Egolf wrote in a statement he invited Carrasco for a meeting Wednesday afternoon at the Capitol to discuss his bill in its current form.

“After extensive revisions in the House Judiciary Committee [on Monday], the bill addresses all of the concerns he discussed in his video, and I am glad to walk him through each modification made,” Egolf wrote. “Sergeant Carrasco informed me he plans to read the bill before our meeting [Wednesday], and I look forward to a positive discussion.”

In the video, Carrasco also raised concerns about a controversial bill that would eliminate mandatory minimum sentences for a number of crimes — including criminal sexual penetration of a minor.
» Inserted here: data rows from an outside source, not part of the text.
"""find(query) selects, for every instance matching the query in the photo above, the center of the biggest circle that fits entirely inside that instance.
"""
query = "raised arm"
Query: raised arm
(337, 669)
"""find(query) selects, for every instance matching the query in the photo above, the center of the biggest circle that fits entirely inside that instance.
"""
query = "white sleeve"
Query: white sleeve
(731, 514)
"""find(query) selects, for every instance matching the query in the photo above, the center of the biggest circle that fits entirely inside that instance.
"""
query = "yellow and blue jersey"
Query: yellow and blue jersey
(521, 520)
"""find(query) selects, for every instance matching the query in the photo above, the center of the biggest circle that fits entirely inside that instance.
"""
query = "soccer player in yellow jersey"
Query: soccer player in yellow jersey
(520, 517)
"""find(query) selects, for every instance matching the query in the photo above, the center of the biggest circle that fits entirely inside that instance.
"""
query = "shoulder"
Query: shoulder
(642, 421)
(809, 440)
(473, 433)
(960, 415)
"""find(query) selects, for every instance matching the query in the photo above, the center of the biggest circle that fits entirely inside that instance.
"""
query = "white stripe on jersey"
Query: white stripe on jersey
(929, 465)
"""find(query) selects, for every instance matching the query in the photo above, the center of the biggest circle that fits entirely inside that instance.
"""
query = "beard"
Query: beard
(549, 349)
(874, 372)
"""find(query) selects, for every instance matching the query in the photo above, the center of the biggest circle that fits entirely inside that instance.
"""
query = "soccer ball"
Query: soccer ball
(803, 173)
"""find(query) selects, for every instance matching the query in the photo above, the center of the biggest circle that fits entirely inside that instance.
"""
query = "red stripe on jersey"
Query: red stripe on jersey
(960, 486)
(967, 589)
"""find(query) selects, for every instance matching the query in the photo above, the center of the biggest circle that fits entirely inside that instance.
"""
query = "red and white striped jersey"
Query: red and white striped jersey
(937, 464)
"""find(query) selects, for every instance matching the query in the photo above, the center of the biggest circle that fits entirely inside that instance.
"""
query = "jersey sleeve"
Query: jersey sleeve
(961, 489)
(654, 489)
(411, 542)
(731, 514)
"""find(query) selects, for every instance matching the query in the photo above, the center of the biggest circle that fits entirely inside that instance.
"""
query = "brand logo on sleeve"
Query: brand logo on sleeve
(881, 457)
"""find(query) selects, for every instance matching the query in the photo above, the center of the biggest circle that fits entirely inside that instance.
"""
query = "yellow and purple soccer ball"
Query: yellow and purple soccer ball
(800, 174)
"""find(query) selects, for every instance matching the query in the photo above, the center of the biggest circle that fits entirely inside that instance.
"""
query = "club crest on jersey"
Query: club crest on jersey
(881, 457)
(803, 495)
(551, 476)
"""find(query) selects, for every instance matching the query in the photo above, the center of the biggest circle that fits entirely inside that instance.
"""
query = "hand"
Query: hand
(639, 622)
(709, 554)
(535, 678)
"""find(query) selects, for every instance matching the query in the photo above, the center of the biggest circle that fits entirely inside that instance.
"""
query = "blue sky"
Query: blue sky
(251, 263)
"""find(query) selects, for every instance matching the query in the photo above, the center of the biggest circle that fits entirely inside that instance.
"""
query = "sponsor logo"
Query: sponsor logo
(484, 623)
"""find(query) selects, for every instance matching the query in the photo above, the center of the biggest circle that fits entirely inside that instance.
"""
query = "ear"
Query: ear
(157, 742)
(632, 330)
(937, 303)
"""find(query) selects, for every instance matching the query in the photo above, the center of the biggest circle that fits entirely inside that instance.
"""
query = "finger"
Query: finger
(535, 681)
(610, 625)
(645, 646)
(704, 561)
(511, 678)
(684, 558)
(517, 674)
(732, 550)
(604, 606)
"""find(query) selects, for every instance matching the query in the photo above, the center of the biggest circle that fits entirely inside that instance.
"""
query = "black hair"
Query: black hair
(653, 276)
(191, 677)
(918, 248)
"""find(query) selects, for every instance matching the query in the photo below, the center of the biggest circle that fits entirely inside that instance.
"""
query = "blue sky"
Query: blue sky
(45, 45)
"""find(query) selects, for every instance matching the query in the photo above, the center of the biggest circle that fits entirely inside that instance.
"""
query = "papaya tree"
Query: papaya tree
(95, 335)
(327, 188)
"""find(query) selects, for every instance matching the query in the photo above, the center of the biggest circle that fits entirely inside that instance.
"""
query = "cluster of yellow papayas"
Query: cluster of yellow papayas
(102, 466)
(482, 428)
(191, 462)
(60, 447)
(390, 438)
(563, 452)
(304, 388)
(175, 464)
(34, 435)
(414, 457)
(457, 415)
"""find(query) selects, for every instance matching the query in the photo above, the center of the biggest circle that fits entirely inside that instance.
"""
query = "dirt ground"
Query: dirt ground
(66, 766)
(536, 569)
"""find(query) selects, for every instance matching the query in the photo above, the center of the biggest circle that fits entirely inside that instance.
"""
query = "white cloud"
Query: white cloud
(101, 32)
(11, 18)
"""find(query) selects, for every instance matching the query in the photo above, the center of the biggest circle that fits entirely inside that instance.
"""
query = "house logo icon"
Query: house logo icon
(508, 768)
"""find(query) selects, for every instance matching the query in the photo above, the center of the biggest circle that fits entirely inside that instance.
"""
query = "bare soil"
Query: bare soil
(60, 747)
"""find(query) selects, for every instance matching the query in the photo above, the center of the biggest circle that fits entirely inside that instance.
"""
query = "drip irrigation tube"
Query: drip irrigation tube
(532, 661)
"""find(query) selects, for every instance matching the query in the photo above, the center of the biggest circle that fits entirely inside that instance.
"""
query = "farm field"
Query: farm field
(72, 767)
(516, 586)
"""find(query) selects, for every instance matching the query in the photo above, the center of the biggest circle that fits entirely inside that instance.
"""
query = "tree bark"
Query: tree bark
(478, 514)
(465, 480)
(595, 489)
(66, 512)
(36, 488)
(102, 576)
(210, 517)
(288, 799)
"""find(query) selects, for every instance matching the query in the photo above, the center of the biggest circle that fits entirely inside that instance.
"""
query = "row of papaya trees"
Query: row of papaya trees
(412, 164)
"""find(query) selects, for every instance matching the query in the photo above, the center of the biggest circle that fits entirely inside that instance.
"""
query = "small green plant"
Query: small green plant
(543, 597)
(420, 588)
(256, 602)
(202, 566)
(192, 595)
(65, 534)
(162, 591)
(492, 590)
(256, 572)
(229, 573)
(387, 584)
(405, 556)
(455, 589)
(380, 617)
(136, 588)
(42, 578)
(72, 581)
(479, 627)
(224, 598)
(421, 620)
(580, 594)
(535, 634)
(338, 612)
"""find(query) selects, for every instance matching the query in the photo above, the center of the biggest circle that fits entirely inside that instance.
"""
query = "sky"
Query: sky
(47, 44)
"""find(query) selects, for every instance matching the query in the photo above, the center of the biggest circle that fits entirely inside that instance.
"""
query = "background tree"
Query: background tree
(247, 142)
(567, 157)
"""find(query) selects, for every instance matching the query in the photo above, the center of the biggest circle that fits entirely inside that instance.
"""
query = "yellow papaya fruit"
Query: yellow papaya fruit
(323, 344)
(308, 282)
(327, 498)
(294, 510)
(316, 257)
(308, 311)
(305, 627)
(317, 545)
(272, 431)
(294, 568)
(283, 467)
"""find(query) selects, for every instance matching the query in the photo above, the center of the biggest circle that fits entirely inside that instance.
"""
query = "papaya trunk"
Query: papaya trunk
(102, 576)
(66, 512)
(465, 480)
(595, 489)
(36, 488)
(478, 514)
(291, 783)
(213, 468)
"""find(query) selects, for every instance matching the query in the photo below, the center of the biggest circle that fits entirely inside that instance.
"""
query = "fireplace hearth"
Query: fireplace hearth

“So somebody that commits a rape on a child, they want to remove the minimum sentence, and there’s other heinous crimes in there,” he said, referring to House Bill 140, which has been tabled indefinitely.

“As the laws stand right now, some of these people that commit some horrendous crimes are … out in the street before we even leave the parking of the jail,” Carrasco added. “This only makes it worse when the minimum sentences are being removed and the criminals are allowed to go back in the street to continue their life of crime, continue victimizing our families, breaking into their homes, stealing their cars, stealing their identity, committing all kinds of crimes, killing, murdering people.”

Carrasco urged New Mexico residents to contact their lawmakers and tell them to “stand by law enforcement.”